A Software Engineer’s First Experience with Geospatial: Data, Tooling, and STAC

07.20.2022

About a year ago, I started on a new project at Element 84 working with geospatial imagery. In this blog post, I will document some things I learned on my journey. My hope is these lessons learned will help encourage more generalist software engineers to start experimenting with geospatial data and tooling.

I had never worked with satellite imagery, and like other software engineering efforts I try to set up a local environment for testing. I asked my co-workers where to pull down some data to start looking at it. The first roadblock I hit was the data were quite large, so a local development environment was not always an ideal goal (more on this later).
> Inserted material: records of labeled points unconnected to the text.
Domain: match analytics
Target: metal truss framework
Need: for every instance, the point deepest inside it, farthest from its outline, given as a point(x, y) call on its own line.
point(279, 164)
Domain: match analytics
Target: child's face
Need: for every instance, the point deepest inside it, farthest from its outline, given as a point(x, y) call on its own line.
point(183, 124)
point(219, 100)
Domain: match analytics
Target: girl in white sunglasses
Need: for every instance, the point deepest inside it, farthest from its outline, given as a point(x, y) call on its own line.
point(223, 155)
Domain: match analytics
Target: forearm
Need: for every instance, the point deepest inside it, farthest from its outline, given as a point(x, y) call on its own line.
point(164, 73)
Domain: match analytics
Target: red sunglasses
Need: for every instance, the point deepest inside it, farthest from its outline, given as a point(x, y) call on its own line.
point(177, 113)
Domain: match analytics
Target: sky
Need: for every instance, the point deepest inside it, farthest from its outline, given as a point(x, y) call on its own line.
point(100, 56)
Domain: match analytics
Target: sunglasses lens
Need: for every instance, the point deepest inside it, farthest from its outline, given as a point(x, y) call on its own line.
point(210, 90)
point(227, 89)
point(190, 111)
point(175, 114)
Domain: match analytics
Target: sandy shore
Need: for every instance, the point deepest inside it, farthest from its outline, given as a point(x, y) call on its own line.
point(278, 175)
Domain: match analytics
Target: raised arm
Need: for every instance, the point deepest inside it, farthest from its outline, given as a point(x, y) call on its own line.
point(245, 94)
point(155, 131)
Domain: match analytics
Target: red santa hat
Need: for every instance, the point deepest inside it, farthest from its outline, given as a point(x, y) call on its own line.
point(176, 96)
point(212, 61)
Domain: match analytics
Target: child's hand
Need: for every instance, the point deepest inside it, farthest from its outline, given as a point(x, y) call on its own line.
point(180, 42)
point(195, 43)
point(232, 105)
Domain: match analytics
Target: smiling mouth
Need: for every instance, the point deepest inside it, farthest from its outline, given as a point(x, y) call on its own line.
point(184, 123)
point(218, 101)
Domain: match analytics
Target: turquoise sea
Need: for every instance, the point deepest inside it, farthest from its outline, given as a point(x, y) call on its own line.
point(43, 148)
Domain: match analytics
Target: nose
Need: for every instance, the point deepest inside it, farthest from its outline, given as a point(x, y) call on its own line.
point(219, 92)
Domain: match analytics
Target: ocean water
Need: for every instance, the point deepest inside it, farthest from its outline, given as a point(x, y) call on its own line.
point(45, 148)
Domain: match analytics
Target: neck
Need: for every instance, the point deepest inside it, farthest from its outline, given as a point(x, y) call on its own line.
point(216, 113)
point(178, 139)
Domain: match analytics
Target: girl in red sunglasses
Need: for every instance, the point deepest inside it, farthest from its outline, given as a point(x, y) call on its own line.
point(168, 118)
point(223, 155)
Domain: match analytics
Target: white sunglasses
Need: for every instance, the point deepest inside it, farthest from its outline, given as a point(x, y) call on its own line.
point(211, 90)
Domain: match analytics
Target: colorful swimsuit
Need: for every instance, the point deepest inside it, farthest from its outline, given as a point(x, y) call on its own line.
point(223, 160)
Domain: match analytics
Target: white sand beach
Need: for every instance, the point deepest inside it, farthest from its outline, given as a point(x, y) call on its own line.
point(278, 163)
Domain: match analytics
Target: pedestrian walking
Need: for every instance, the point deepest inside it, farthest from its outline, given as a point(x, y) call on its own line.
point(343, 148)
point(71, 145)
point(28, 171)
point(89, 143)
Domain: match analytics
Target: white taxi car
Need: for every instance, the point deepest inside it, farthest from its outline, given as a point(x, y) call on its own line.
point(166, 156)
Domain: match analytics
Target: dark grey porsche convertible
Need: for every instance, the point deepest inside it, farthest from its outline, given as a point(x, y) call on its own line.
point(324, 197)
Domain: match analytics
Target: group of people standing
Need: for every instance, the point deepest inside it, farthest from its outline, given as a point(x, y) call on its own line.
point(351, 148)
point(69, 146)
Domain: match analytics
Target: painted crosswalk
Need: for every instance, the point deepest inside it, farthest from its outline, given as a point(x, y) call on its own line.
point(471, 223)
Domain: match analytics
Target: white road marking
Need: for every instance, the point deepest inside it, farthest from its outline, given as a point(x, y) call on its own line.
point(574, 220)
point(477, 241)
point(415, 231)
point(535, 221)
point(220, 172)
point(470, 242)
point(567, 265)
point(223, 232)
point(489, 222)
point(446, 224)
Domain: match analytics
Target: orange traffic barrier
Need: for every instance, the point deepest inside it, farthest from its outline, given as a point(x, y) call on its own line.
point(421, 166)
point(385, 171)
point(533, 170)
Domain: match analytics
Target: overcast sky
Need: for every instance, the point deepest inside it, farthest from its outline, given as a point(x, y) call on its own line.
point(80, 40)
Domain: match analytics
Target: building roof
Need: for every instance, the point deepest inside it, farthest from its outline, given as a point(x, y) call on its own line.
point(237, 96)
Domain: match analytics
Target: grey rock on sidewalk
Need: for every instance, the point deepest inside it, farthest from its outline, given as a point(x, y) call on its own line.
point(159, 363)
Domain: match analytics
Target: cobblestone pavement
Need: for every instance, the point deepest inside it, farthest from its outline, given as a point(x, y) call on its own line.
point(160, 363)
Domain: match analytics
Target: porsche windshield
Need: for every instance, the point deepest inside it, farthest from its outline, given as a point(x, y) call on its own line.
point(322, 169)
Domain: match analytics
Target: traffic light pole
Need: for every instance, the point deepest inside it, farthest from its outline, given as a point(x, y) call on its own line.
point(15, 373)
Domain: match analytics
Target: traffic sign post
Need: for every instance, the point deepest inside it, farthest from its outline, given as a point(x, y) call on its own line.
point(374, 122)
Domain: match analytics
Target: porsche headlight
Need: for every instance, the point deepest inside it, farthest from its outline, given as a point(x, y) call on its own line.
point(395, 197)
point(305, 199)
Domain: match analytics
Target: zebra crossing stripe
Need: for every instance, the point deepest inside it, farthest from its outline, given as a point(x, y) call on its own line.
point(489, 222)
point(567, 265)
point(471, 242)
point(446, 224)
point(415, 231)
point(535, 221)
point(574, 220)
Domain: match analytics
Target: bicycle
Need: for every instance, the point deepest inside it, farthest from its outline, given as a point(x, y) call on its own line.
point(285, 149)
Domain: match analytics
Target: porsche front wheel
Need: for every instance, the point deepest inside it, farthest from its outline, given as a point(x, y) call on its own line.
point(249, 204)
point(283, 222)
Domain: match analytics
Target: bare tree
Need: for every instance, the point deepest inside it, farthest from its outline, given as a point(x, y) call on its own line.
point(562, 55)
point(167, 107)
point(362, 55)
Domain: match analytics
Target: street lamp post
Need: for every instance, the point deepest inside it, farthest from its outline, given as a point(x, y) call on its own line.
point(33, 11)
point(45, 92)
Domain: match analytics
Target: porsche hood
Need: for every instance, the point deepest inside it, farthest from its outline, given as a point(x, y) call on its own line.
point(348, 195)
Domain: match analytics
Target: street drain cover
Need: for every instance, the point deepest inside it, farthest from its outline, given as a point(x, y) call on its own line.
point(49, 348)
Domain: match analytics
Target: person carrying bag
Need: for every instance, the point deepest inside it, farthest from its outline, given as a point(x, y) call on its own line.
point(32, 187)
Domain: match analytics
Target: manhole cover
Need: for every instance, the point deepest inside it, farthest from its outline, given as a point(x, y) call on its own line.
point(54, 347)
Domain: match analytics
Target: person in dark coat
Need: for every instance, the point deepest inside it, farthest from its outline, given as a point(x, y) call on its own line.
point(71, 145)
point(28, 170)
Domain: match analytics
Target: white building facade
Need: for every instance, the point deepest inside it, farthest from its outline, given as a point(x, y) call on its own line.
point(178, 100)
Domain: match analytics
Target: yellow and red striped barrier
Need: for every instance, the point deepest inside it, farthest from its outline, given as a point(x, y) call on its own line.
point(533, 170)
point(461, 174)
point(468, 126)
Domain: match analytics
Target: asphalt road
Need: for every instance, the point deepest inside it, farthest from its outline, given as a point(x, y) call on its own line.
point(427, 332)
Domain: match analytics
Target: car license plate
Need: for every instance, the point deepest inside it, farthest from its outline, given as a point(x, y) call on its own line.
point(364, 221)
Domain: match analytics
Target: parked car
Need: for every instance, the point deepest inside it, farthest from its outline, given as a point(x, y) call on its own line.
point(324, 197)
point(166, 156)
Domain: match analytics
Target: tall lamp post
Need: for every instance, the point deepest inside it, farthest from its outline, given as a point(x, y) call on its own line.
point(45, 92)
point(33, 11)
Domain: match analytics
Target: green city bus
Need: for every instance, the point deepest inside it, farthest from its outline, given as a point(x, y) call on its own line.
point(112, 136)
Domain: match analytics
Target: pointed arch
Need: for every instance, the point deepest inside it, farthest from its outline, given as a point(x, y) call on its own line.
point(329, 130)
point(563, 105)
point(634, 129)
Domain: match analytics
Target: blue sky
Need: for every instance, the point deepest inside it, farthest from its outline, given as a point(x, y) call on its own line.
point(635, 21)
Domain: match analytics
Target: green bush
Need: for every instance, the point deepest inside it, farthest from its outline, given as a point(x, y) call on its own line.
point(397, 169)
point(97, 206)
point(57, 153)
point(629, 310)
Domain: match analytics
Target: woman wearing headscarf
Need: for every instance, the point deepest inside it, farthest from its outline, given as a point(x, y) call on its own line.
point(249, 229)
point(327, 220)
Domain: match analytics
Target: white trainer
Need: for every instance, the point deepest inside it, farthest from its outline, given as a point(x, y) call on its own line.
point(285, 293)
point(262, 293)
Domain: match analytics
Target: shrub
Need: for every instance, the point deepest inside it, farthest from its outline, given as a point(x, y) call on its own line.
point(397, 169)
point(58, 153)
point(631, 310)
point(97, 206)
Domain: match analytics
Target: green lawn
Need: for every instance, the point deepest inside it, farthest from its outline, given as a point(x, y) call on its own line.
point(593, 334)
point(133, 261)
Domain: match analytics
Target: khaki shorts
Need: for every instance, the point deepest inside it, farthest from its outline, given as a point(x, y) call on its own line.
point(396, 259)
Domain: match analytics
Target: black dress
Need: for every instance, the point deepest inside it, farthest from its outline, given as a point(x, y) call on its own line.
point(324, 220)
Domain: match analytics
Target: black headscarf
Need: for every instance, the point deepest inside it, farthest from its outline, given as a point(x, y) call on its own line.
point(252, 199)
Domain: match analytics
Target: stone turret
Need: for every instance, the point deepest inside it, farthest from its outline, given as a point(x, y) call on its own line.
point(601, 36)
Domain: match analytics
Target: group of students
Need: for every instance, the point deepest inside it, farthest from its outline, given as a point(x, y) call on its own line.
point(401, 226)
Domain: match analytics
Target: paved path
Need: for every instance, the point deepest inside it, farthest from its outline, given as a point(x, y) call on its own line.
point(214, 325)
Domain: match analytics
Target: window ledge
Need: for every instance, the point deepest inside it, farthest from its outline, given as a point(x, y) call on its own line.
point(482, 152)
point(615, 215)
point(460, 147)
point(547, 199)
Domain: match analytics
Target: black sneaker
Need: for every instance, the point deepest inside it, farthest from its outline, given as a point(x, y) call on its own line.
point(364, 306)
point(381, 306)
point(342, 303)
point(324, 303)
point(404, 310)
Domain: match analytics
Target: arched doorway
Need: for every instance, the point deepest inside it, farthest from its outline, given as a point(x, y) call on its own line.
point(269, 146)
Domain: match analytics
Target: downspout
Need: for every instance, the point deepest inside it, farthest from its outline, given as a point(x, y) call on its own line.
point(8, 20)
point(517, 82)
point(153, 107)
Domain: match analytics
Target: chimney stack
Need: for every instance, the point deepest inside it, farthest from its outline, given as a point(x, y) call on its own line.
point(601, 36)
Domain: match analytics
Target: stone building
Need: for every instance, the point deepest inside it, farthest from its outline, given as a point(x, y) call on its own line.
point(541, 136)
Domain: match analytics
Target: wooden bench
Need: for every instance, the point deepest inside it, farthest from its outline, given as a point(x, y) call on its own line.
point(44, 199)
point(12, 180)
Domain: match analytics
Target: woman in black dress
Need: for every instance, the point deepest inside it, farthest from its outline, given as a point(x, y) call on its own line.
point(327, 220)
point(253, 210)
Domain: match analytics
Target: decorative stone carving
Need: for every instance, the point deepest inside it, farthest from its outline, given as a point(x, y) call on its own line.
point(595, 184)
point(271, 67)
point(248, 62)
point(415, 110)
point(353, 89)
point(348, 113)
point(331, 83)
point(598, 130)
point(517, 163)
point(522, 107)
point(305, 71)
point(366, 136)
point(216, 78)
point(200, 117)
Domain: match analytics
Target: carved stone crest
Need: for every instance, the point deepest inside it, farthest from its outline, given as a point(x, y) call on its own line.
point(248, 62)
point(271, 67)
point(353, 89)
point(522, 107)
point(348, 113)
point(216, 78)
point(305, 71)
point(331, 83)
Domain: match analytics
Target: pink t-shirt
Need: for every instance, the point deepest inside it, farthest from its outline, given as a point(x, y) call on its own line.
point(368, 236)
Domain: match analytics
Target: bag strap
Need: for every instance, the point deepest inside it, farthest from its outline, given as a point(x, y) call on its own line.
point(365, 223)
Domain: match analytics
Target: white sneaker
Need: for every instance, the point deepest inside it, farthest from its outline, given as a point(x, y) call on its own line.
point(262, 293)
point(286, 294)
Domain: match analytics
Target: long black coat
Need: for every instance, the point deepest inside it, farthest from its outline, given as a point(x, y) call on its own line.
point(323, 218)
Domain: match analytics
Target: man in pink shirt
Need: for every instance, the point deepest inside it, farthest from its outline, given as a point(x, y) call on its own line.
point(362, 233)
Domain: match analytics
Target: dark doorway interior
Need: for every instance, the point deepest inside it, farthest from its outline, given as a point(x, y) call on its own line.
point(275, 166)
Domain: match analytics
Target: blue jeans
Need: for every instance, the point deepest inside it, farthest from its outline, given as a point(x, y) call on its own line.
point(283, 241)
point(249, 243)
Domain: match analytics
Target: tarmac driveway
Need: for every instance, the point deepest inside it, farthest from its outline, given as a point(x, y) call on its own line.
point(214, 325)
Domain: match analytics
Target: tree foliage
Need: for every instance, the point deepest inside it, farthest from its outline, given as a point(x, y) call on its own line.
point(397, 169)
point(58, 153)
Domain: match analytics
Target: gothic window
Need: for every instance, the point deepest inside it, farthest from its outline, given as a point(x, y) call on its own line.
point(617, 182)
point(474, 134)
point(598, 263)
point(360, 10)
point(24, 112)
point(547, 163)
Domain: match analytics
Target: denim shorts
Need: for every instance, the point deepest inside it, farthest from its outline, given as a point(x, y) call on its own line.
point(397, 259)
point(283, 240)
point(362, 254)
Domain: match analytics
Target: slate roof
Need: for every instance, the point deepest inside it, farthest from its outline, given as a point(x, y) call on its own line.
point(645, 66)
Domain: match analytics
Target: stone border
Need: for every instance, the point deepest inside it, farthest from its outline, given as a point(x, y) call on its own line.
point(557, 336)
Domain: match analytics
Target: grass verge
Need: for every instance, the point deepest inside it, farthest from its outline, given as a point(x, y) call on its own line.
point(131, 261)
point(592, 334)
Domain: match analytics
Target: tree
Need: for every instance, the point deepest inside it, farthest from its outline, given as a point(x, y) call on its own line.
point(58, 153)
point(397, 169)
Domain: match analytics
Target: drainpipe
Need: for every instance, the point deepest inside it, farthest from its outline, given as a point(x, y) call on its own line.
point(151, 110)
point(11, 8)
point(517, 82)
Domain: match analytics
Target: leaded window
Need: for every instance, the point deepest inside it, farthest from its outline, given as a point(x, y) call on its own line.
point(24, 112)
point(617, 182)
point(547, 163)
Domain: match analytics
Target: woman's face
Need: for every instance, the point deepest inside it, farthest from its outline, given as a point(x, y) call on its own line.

In fact, I learned simply finding where data is hosted can be challenging, then manually or programmatically accessing it through different webapps, portals, and data stores can be challenging as well.

Fortunately, there is a community movement for the latter problem – the Spatio Temporal Asset Catalog STAC, a growing ecosystem and has many advantages for data providers and consumers:

There are many client tools that facilitate data searching and discovery, such as pystac-client and Open Data Cube
Because STAC is a common interface, you can run the same client code against any compliant STAC API with little rework, e.g. pull all Landsat-8 and Sentinel-2 data for a given region and date range from two different APIs with the same client code
It is lightweight, and easily extended with public or custom STAC extensions

STAC is organized into catalogs, and a list of some publicly available catalogs is available here. Catalogs contain one or more collections. Cloud providers, such as AWS and Microsoft, have begun STAC-ifiying large geospatial datasets and making them publicly available, through AWS Public Datasets and Microsoft Planetary Computer. Element 84 is one such provider: we manage the entire Sentinel-2 STAC catalog and make it available through Earth Search. I highly recommend checking it out.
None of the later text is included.